I force my face into the bland smile I’ve perfected over years of practice, even though sleep was basically impossible last night. Cohen’s words kept bouncing around in my head like a pinball machine, making my brain buzz and my stomach do these weird flips that are probably a sign of impending death. Or worse—feelings.
We are definitely not discussing what his cologne did to me. Or how his breath on my neck made parts of me tingle that I didn’t even know could tingle.
I mean, seriously. What is that about?
And why does he have to be so handsome?
“Yes, Mother. Thank you.”
She nods, satisfied with her inspection, and turns to her tablet. “We have a busy day ahead. I’ve arranged for a photo shoot this afternoon to promote the holiday collection for the website,” she announces, not looking up. “The photo shoot is at two. Marketing team call at noon. You’ll be present for both.”

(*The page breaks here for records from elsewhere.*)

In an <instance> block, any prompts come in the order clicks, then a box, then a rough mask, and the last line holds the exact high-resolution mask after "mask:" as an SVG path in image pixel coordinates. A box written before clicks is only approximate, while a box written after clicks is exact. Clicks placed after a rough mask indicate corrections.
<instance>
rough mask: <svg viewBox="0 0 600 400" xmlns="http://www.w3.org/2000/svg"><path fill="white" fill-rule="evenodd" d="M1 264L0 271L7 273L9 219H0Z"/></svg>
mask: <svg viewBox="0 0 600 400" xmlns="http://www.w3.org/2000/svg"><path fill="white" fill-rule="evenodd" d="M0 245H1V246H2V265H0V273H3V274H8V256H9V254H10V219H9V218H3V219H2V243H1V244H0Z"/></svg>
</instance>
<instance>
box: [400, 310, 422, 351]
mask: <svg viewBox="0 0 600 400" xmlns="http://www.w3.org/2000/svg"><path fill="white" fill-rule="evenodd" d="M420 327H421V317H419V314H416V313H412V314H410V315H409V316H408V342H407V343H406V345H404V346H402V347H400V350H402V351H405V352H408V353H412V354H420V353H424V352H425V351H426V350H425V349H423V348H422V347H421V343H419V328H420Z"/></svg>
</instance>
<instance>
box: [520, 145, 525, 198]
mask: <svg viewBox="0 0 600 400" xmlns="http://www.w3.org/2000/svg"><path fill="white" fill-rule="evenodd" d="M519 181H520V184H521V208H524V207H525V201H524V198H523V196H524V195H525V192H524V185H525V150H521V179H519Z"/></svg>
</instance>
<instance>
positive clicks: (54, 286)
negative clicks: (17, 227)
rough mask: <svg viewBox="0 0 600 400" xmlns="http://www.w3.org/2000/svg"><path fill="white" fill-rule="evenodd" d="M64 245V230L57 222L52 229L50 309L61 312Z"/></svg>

I nod because what else can I do? Every minute of my life is scheduled, planned, and A/B tested for maximum brand exposure. I’m not a daughter—I’m a walking, breathing advertisement.
The worst part is she doesn’t even want my input. I’m just supposed to sit there, look pretty, and nod at appropriate intervals while she maps out my entire future. Her master plan is probably saved in a spreadsheet somewhere titled “How to Turn Your Daughter Into a Carbon Copy of Yourself in 500 Easy Steps.”
I’m pretty sure step one iscrush all signs of personality.
Spoiler alert: I’d rather throw myself off the roof than turn into her. I mean, I don’t know exactly what I want out of life, but I know it’s not... this.
Maybe I want to be messy sometimes. Maybe I want to be real.
Not that I’d know what either of those things feels like.
Mother’s imperial ice-queen stare locks onto me again. “And Emerald?” Her voice drops into that tone that means she’s about to issue a proclamation and I better obey. “The Christmas party is approaching. We’re hosting some very important guests this year.” Her lips thin. “Everything must be flawless.”
Flawless. Perfect. Impeccable.
The holy trinity of my mother’s religion. Everything has to be perfect, no matter the cost.
And trust me—I’m not talking about money.
The price is always paid in pieces of your soul.
“I won’t forget,” I mutter, already dreading another night of playing Living Barbie at my mother’s social circus.
“Good.” She sips her tea. “And Emerald...” Her eyes narrow. “Let’s avoid any unpleasantness this year. No boys. No distractions.”
I blink. Wait, what? She says this like I’m some wild child sneaking out to party every weekend. “Boys?”
Her lips twist into something that might be a smile if you’ve never actually seen one before. “Yes, sweetheart. I don’t need you getting any silly ideas in that head of yours. This party is far too important for teenage dramatics.”
I bite my lip so hard I taste blood. Since when have Ievercaused drama? Between being homeschooled by the most boring tutors on earth and having every minute of my life scheduled down to when I’m allowed to breathe, I’ve barely even seen a boy my age, let alone talked to one.
And friends? That’s literally a foreign concept in the Delacroix household.
Not that I don’t want those things. God, I want them so badly it hurts. But asking for anything resembling a normal life isn’t just guaranteed to piss her off—it’s completely useless. Mother would never let anyone else into the bubble she’s built around me.
Still... maybe...
“Actually,” I start, hating how small my voice sounds, “I was thinking maybe I could bring someone? Not even a date necessarily. Just... a friend? Someone my age?” Her eyes slice into me and I scramble to add, “Just to talk to? I’ve never—” I swallow hard, despising how pathetic I sound, but I’m so lonely I could scream. “I’ve never been allowed to have friends, and I thought maybe this year...”
She studies me like I’m a holiday tablescape that doesn’t match her aesthetic. Then she sighs. “You know how important appearances are, Emerald. This party isn’t the time for... experiments.” Her eyes get that calculating look that almost never ends well for me. “However, if you behave properly, perhaps after the holidays we can discuss finding you an appropriate companion. Someone who meets our standards.”
Translation: Someone as boring and soulless as she wants me to be.
My stomach drops as the reality of her words settles over me. Of course, even my friendships need her seal of approval, like everything else in my life has to pass her inspection first. I don’t know why I thought turning nineteen would change anything. I’m still completely dependent on her—no money, no life skills, not even allowed to learn how to drive. I’m an idiot for even bringing it up. Now she has something else to hold over my head, another weakness to add to her spreadsheet of my faults.
I force my face into that blank, pleasant expression I’ve perfected over the years. “Yes, Mother.”